For now, national GOP officials don’t appear to be holding their breath for Fossella — and it isn’t clear whether a Fossella candidacy would be beneficial to the party. Grimm and Allegretti have both been added to the National Republican Congressional Committee’s “Young Guns” program for promising nonincumbents.

And according to New York news channel YNN, Fossella is being investigated by the Federal Election Commission for failing to file finance reports.

Although McMahon can’t be hit from the right on the health care issue because he voted against the final bills, the GOP will have other lines of attack. For instance, NRCC spokesman Tory Mazzola characterizes McMahon as a Pelosi loyalist who “supported an agenda that failed to put people back to work.”

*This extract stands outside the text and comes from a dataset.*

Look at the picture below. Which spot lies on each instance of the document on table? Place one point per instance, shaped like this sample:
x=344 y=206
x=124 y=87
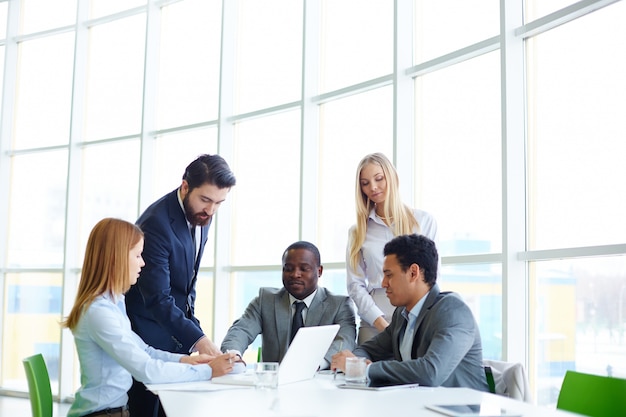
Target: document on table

The filing deadline isn’t until July, so there’s time for more challengers to emerge on either side of the political spectrum. Immediately after McMahon voted against the final health care reform bill, some labor unions and liberal groups threatened to run a candidate against him.

If he did get a challenge from the left, McMahon probably would have more to fear from a general election challenge out of the labor-backed Working Families Party than he would from an intraparty primary challenge, because it would siphon away votes in a potentially close contest.

This week, McMahon appears to be making a push to smooth over relations with labor groups and Working Families Party leaders.

Democratic Congressional Campaign Committee Chairman Chris Van Hollen (Md.) is sitting down with McMahon, leaders of the Working Families Party and labor representatives in New York this month. This week, McMahon and fellow New York Rep. Yvette Clarke (D), a labor champion, are sitting down with leaders of the Service Employees International Union.

A top New York Democratic aide on Capitol Hill said this week that McMahon will likely benefit from the attention that another highly targeted New York Democrat, Rep. Michael Arcuri, is going to get this fall. Arcuri’s district is less Republican-leaning and he, too, voted against the final health care bill, angering liberals.

“The fact that [the Working Families Party] doesn’t have just one person to focus on is huge,” the aide said. “Had [McMahon] been the only Democrat in basically the Northeast to vote ‘no,’ that would have been a pretty sizable issue to deal with.”

Jackie Kucinich contributed to this report.